Not: Converse reklamı yapmamak için Kurt Kobain özentisi ayakkabılar yazdım. Siz anlayın.
Medya: Foo Fighters - Learn to Fly
2020 Update: Elis'e de model buldum sonunda, hem de aklımdakine inanılmaz yakın:
"Sosyal medya olayını hiç anlamadım ben." diye şikayet etti Pınar. Ezgi omuz silkmekle yetindi, yine bir şeyler yemekle meşguldü.
"Herkes sosyal medya hakkında konuşuyor." Ezgi tekrar omuz silkti:
"Al sana paradoks: Sosyal medya hayatında olup biteni konuşmadan paylaşmanın yoluysa, neden insanlar paylaşımları hakkında tekrar konuşur?" Tunç birden atıldı:
"Bütün gün böyle şeyler hakkında mı konuşursunuz siz? Ben sevgilimle..."
"Yeter artık! O aynı zamanda arkadaşım tamam mı, sürekli yiyişmek zorunda değiliz." dedi Pınar kızgınlıkla. Bu sinir bozucu duruma hâlâ alışamamıştı. Elbette gerçekte lezbiyen falan değildiler, evren polislerinin cinsiyeti olmazdı ki! Cinsellikleri de yoktu tabii. Fakat bir yandan da Ezgi'nin bunu uydurma sebebi çok mantıklıydı:
"Bak, biliyorum küçük bir ihtimal ama, biz kızız ve zaman içinde birimizden hoşlanmaya başlayabilir.
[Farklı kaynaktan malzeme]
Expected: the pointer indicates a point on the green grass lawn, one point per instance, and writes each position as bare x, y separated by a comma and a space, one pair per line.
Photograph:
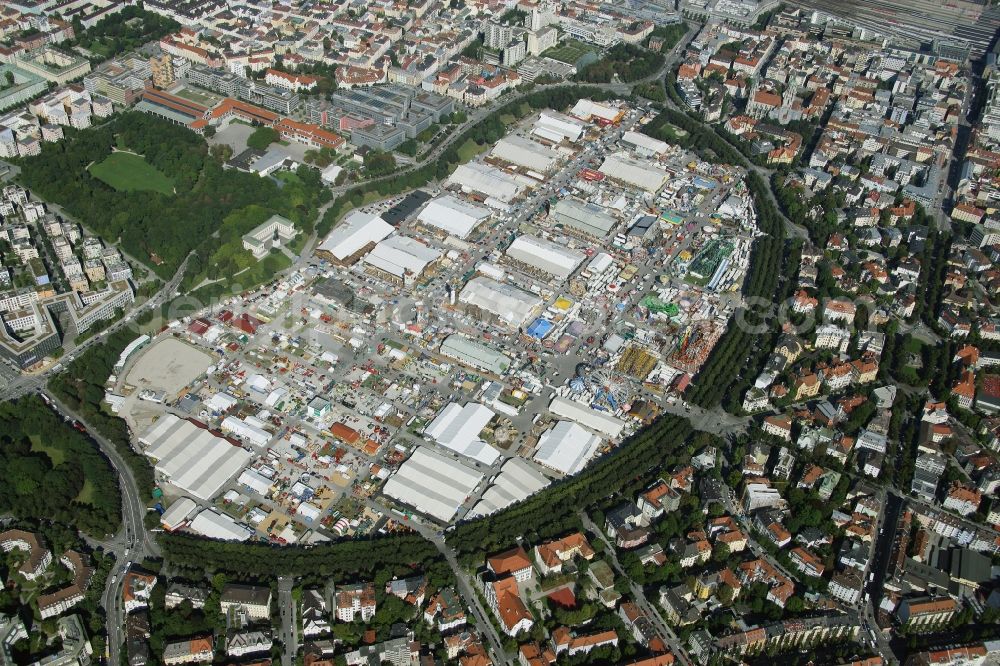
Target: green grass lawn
205, 99
127, 172
57, 456
469, 149
568, 52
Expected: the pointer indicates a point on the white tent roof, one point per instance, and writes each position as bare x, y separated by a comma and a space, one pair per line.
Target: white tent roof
246, 429
645, 142
546, 255
504, 300
551, 123
566, 447
640, 174
401, 256
221, 402
192, 458
601, 422
217, 525
432, 483
177, 512
457, 428
255, 481
586, 216
525, 152
453, 215
486, 180
357, 231
517, 480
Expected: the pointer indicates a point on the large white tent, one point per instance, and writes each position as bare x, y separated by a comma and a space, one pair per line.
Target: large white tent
516, 481
354, 234
217, 525
192, 458
453, 215
457, 428
486, 180
601, 422
625, 169
545, 255
514, 306
523, 152
566, 447
432, 483
402, 256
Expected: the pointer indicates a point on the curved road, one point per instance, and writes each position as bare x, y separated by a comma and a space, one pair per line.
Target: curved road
131, 544
135, 542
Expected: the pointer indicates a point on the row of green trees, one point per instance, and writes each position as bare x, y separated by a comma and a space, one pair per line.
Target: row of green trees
151, 225
487, 131
553, 511
123, 31
629, 63
399, 555
49, 471
81, 388
741, 352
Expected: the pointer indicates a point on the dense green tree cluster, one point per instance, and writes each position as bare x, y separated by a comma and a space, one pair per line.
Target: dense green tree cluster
931, 281
123, 31
628, 62
342, 560
487, 131
262, 137
652, 91
741, 352
378, 163
553, 511
45, 466
81, 388
150, 224
670, 34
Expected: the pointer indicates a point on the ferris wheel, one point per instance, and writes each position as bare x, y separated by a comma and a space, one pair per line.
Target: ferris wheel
610, 387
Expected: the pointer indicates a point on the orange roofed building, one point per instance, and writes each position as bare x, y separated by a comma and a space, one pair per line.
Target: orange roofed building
551, 555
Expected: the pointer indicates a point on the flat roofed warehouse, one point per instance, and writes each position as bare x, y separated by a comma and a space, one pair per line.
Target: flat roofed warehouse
508, 304
177, 513
597, 421
585, 217
566, 447
587, 109
432, 483
486, 180
457, 428
517, 480
453, 215
556, 127
217, 525
526, 153
192, 458
353, 237
545, 256
645, 143
475, 354
625, 169
401, 257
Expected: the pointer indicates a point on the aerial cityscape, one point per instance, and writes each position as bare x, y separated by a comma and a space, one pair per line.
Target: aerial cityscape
479, 332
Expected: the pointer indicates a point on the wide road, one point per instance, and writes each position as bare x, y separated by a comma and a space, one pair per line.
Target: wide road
479, 115
24, 384
132, 544
667, 634
466, 586
289, 632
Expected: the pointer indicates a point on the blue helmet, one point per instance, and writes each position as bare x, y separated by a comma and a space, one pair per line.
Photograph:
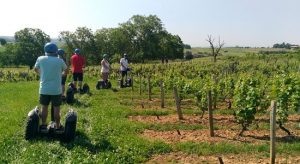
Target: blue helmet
105, 56
77, 51
60, 52
50, 48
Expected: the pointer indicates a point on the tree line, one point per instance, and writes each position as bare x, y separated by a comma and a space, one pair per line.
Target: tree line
141, 37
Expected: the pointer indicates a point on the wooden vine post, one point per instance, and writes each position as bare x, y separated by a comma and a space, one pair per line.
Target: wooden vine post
140, 85
210, 114
149, 89
177, 101
162, 94
132, 88
272, 132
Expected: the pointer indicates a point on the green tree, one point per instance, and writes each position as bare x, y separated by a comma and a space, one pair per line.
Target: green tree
2, 41
84, 39
30, 44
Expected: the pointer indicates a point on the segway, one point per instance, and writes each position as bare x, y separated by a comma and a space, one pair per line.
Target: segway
128, 81
32, 126
85, 89
101, 84
70, 94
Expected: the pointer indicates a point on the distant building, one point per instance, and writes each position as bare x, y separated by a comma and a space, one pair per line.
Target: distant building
294, 46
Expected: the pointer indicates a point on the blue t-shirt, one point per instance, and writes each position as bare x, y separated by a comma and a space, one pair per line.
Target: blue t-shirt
51, 69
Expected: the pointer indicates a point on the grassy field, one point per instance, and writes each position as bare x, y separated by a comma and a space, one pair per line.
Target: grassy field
104, 133
121, 126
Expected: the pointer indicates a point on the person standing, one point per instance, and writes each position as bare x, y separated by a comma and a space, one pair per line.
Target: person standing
61, 54
105, 68
50, 68
78, 63
124, 67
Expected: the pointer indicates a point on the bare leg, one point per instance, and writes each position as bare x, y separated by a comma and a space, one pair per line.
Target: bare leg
44, 114
57, 116
75, 83
63, 90
80, 84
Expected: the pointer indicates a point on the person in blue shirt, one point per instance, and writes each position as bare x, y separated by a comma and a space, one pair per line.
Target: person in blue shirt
50, 68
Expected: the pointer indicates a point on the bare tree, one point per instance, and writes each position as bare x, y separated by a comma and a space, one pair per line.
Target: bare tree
215, 48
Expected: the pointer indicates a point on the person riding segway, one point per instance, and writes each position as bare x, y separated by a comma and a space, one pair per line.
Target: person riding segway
105, 68
78, 63
61, 54
124, 72
50, 68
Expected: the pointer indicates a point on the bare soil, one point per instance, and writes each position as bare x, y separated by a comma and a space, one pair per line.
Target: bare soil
179, 157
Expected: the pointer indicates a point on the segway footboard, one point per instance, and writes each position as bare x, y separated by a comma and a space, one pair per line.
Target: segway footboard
70, 126
32, 124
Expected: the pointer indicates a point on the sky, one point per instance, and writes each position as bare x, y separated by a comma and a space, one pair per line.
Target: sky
255, 23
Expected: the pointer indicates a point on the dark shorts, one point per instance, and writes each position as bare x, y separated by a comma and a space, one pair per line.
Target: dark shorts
46, 99
63, 80
77, 76
124, 73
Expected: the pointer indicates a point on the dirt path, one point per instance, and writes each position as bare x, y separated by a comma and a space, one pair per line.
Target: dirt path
179, 157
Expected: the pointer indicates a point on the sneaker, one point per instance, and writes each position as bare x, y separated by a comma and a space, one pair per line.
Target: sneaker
81, 91
43, 129
60, 130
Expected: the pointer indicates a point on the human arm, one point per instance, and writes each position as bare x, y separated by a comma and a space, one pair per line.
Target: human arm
37, 66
Ayrıca bazen bizim ona asıldığımızı falan da düşünebilir. Eğer baştan lezbiyen olduğumuzu söylersek yanlış anlaşılmaları önler ve çabucak görevimizi halledip ışık hızındaki bedenlerimize ve çılgın partilerimize geri dönebiliriz."
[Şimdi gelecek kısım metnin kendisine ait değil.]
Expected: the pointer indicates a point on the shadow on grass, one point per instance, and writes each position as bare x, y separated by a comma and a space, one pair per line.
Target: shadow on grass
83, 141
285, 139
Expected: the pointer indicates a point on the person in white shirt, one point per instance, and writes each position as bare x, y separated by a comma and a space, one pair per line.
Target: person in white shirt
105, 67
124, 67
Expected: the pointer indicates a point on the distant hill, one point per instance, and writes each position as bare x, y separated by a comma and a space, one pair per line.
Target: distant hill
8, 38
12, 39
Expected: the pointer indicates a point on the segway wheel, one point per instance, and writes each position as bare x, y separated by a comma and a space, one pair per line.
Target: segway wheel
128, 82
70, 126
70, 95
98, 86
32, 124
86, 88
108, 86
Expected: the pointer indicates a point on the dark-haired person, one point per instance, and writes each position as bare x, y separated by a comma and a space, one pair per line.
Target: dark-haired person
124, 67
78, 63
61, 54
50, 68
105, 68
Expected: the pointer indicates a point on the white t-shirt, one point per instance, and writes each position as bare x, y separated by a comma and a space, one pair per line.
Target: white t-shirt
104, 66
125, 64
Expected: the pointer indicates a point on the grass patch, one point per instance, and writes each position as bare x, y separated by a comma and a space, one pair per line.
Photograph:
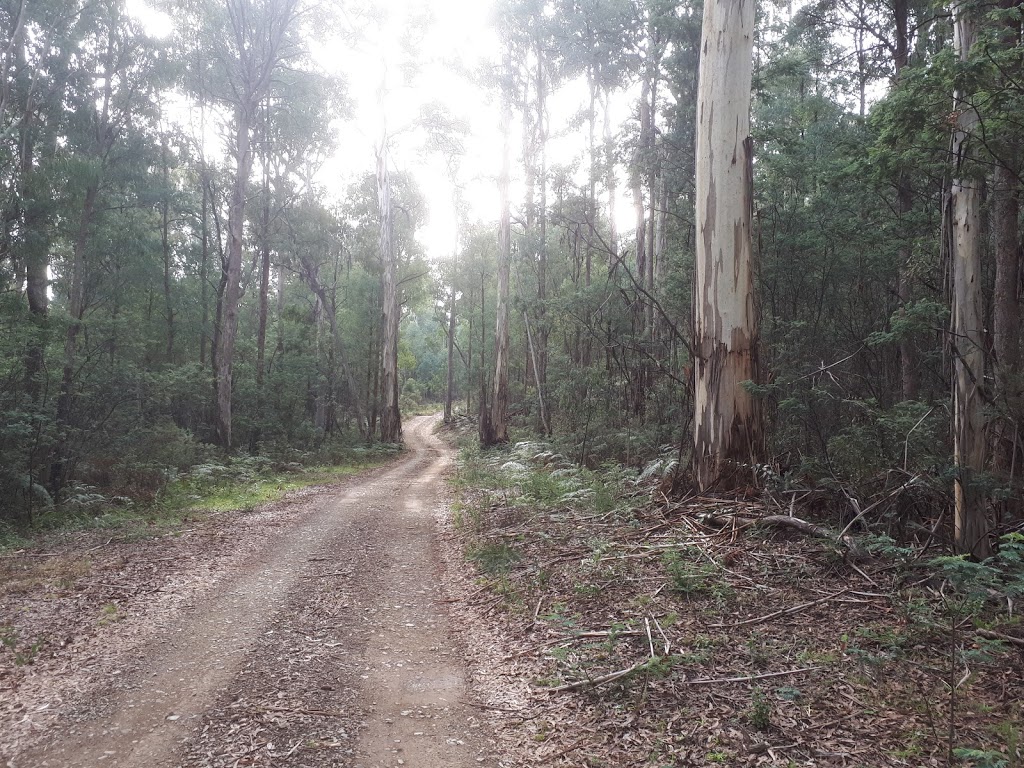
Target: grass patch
242, 483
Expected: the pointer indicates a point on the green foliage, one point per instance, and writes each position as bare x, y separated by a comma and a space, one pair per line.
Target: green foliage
759, 714
494, 559
688, 578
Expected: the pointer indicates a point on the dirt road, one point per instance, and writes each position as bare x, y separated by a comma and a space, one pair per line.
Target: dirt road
317, 637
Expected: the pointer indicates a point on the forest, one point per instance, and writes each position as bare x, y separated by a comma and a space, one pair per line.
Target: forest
182, 287
721, 305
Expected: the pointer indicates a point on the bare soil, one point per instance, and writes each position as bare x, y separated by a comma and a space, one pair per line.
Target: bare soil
311, 632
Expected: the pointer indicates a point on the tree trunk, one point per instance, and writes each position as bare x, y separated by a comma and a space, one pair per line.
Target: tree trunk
541, 361
450, 382
390, 416
498, 429
727, 428
904, 205
971, 528
264, 294
228, 320
204, 269
165, 247
76, 311
609, 181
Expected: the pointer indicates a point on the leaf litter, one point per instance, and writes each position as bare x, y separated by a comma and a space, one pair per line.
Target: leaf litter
649, 632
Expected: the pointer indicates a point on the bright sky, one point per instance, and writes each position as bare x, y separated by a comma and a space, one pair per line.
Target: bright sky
451, 41
455, 38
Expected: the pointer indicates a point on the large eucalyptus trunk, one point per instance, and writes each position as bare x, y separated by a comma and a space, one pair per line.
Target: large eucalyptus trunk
390, 416
727, 427
970, 524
"Ben sizi yiyişirken görmedim hiç." MP-399'un mantıklı (!) yalanı yüzünden, bir süre bu saçma sorulara katlanmak zorundaydılar.
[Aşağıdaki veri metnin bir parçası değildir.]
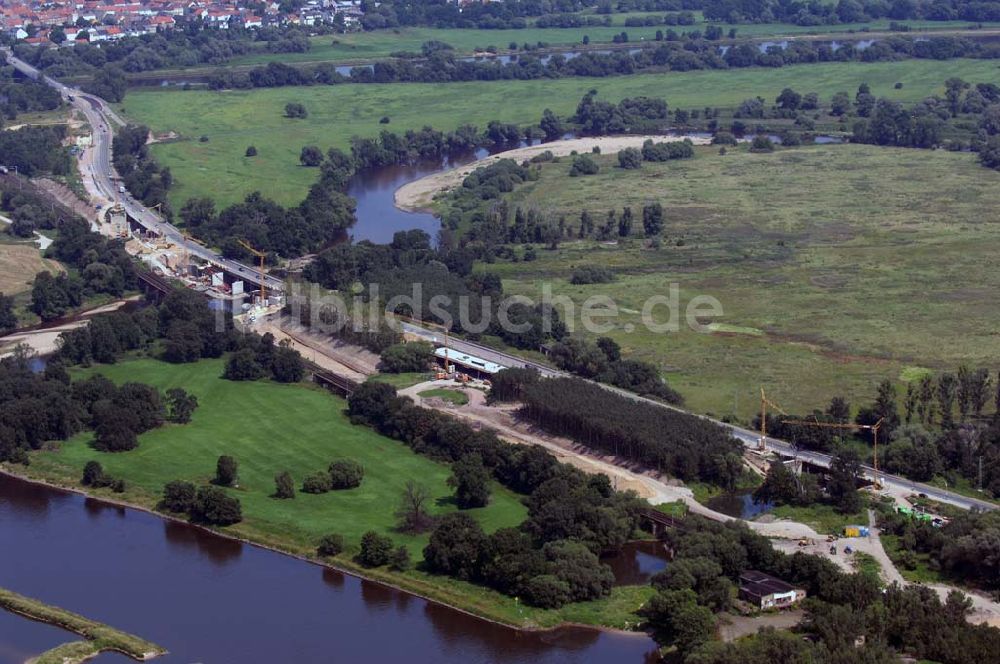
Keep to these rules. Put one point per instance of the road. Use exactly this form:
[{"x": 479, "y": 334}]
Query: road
[
  {"x": 103, "y": 177},
  {"x": 750, "y": 439}
]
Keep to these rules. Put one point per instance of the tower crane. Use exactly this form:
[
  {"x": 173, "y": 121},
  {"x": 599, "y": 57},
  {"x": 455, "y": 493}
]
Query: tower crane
[
  {"x": 263, "y": 275},
  {"x": 444, "y": 329}
]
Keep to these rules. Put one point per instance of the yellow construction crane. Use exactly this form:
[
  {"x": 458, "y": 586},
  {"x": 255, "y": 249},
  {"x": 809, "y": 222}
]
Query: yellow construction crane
[
  {"x": 263, "y": 275},
  {"x": 855, "y": 427},
  {"x": 447, "y": 347},
  {"x": 764, "y": 403}
]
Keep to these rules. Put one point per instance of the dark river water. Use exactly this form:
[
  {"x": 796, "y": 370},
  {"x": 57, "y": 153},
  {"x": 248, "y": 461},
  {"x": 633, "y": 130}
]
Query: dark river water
[{"x": 208, "y": 599}]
"Sen kız arkadaşlarınla yiyişirken birileri görüyor muydu?" diye sordu Ezgi.
"Göz önünde de yaptığımız oldu tabii."
"Dostum, sen öteki yaşamında gavat mıydın?"
"Bu yaşamımda çapkınım diyelim." Son laf üzerine Pınar dayanamayıp gözlerini devirdi:
"Bunu söyleyen bu çocuk. Tüm bu güçlü cinsellik dalgaları bu tatlı ve masum suratlı çocuktan yayılıyor. Sütlü çikolata reklamlarında oynayan çocuklar gibi görünüp prezervatif reklamlarındaki adamlar gibi davranıyorsun Tunç!"
"Vay be, senden böyle bir çıkış beklemezdim." dedi Tunç başını iki yana sallayıp cıkcıklayarak.
Okul açılalı iki hafta olmuştu, Tunç yalnızlıktan kurtulalı da öyle. Doğrusu, iki haftadır ne eski kız arkadaşı ne de eski can dostu aklına geliyordu. Derslerin yoğun olmasının yanı sıra, yeni edindiği arkadaşları o kadar hareketlilerdi ki, okuldayken nefes bile alamıyordu.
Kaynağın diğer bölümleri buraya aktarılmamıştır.